Hi Kevin,

> I'm not thinking about performance issues, but about the use and possible
> misuse of entropy.  I'm not even convinced it's appropriate for Message-ID,
> so I certainly wouldn't like to see it put in a generic function used for
> temp files and message part boundaries.

According to the documents available in the net, entropy is not
influenced by consuming random numbers. Entropy is used to contantly
(re)reseeding the PRNG, and if insufficient entropy is present, you
might get imperfect random numbers (we don't care much for our purposes).

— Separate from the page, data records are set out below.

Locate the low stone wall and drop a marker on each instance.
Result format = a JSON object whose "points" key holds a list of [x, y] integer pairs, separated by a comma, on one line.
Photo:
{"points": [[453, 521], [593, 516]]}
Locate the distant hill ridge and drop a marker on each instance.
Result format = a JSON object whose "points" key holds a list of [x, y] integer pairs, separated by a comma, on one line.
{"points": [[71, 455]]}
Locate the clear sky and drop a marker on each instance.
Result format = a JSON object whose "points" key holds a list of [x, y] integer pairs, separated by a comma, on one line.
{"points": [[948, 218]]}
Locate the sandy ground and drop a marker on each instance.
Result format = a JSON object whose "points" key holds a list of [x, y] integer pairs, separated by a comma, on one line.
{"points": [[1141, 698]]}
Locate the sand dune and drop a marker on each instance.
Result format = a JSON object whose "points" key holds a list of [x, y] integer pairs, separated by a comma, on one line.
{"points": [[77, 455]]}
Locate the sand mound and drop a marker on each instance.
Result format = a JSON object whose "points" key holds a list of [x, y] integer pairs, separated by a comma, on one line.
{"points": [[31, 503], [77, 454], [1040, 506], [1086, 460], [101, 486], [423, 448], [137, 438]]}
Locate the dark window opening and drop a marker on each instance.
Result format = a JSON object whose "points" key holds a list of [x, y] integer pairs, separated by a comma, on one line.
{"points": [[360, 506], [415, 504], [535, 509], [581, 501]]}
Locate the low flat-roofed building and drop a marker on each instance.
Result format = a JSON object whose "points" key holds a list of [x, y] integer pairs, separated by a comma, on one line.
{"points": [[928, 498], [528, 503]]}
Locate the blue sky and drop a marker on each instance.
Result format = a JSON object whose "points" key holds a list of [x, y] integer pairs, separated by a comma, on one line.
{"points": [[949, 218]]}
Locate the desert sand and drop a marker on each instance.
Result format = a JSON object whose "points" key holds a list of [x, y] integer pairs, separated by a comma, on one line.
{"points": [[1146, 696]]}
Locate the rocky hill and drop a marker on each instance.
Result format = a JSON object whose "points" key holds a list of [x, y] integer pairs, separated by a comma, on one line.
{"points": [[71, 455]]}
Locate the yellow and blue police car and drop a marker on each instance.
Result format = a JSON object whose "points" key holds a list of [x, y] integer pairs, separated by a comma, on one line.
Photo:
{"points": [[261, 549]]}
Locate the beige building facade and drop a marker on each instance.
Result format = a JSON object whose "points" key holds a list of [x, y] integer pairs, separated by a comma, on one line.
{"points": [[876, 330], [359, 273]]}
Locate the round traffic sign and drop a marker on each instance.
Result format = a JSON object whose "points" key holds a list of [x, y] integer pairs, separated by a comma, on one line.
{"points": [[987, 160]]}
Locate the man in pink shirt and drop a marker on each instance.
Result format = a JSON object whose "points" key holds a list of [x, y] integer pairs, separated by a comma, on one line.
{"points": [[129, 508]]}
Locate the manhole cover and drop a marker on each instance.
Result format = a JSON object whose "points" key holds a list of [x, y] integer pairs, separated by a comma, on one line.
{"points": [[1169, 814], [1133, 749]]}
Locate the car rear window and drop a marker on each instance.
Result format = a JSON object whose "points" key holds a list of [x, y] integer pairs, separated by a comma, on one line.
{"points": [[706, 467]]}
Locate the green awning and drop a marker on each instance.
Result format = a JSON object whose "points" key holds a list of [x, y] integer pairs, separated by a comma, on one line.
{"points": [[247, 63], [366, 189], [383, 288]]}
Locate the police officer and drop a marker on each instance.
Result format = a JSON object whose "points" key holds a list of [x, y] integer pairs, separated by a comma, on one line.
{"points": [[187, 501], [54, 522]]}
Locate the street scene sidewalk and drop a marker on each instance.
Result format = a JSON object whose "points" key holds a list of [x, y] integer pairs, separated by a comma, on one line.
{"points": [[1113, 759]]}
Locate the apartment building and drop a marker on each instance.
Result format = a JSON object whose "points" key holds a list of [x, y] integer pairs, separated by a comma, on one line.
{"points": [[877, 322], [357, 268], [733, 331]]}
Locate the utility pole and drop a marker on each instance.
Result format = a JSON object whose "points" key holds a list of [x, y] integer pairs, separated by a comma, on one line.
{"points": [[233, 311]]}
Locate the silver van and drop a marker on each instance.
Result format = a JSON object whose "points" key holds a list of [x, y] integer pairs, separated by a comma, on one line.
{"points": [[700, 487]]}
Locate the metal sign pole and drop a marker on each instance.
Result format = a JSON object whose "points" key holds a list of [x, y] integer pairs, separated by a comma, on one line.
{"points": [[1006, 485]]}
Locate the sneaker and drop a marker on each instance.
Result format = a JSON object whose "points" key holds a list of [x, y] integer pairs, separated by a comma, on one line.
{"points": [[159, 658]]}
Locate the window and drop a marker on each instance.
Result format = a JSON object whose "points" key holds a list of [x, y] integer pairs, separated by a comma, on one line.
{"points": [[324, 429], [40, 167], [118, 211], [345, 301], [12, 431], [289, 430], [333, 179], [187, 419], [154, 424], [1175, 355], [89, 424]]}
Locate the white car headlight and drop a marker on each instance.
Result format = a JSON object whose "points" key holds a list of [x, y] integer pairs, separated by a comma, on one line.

This could happen right after boot. On Linux this is commonly mitigated
by seeding with saved random from the previous system run. FreeBSD is
reported to wait before emitting random numbers until the entropy level
is reached.

Both, OpenSSL and GnuTLS source /dev/urandom, which doesn't block.


See

Recommendations for Randomness in the Operating System
  http://www.cs.columbia.edu/~suman/docs/hotos15recommendations.pdf

/dev/random vs /dev/urandom and are they secure?
  https://linuxhint.com/dev_random_vs_dev_urandom/

Myths about /dev/urandom
  https://www.2uo.de/myths-about-urandom/


Earlier Kernels

Analysis of the Linux Random Number Generator
  https://eprint.iacr.org/2006/086.pdf
"Our study is based on version 2.6.10 of the Linux kernel, which was
released on December 24, 2004."
"The/dev/urandominterface, and the kernel interface (get_random_bytes),
return any number of pseudo-random bits, according tothe request. This
difference implies that entropy estimation is important mainly for
the/dev/randominterface."

An implementation of the Yarrow PRNG for FreeBSD
  https://www.usenix.org/legacy/events/bsdcon/full_papers/murray/murray_html/


This (hopefully) is enough to destroy doubts.